Weisselberg and McConney, both prosecution witnesses, helped the defense at times. Bender, who spent years preparing tax returns for Trump and his businesses, was called by the defense but occasionally helped the prosecution.
Prosecutors led off with McConney, who spent parts of five days on the witness stand. He tested positive for COVID-19 on the trial’s second day, delaying the trial for more than a week. After he showed a more favorable demeanor to defense lawyers, prosecutors won permission to treat him as a hostile witness.
Deborah Tarasoff, the accounts payable supervisor, was next. Then came Weisselberg, who testified as the prosecution’s star witness in exchange for a promised five-month jail sentence.

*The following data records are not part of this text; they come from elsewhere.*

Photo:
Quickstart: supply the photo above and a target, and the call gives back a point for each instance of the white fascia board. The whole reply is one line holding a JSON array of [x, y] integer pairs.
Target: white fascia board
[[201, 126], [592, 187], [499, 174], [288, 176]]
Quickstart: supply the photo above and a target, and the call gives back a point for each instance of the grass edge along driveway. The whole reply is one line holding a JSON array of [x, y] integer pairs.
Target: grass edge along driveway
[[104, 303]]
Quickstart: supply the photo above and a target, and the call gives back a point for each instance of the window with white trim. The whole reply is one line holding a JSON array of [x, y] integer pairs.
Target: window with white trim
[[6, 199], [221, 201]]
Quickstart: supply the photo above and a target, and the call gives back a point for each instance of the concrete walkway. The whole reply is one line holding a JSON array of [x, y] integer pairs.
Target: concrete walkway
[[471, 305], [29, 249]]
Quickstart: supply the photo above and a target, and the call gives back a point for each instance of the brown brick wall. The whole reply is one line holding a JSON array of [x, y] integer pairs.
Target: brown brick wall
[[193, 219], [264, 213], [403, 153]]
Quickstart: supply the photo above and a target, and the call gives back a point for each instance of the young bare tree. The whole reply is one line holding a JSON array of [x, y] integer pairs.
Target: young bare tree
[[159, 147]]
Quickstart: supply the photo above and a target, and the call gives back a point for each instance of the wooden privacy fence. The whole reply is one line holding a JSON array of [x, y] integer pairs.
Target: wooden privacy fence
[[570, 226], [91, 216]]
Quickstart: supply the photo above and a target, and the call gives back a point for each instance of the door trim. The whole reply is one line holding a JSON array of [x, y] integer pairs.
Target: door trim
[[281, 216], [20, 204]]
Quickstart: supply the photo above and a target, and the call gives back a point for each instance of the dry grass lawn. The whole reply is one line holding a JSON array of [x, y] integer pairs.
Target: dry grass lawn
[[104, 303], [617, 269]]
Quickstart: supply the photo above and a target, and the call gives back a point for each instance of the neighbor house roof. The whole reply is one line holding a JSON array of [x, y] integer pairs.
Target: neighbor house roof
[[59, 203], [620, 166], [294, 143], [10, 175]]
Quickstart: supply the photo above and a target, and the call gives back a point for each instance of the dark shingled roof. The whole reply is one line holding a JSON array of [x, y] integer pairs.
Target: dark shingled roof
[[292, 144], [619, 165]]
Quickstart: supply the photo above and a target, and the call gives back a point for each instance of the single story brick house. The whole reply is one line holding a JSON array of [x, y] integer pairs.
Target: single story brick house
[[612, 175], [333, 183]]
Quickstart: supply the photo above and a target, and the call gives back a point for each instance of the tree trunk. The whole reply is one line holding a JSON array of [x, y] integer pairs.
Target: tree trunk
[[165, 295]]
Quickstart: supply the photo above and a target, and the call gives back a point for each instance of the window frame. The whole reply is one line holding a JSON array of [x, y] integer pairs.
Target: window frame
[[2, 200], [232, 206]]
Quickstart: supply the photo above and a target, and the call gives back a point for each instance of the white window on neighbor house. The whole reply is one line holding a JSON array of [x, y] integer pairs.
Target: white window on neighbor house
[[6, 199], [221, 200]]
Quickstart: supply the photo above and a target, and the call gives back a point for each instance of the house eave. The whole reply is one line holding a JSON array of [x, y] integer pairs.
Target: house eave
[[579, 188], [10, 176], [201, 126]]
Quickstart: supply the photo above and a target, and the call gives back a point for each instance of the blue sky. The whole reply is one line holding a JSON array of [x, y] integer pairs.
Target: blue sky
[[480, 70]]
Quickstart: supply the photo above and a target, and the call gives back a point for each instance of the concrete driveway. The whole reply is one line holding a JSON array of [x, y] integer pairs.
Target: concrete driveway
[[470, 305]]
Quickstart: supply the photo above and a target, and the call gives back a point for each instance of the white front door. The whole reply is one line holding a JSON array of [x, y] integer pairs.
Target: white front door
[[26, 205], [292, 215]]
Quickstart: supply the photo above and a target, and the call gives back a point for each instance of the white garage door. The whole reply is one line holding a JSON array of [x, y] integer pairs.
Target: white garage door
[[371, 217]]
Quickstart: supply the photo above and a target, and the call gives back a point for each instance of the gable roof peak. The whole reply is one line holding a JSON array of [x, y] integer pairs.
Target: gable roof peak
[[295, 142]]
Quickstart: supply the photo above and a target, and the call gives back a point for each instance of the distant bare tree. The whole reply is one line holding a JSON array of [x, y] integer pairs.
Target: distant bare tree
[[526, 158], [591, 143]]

Prosecutors also called a forensic accountant for the Manhattan district attorney’s office and an auditor for the state tax agency.
The defense rested after calling just two witnesses: Bender, whom company lawyers sought to discredit and treat as a hostile witness, and a paralegal who appeared briefly to verify tax information referenced in a 2013 email that Weisselberg sent to Bender.
FUTURE OF INVESTIGATION
Trump himself is not on trial, but Manhattan District Attorney Alvin Bragg sent his strongest signal yet Monday that he’s seriously looking at whether to charge the former president after saying for months that the probe is “active and ongoing.”
Bragg announced he’s putting Matthew Colangelo, who led Trump-related investigations at the New York attorney general’s office, in charge of sensitive and high-profile white-collar investigations such as the Trump probe.
The Trump Organization case is the only trial to arise from the three-year investigation. No former president has ever been charged with a crime.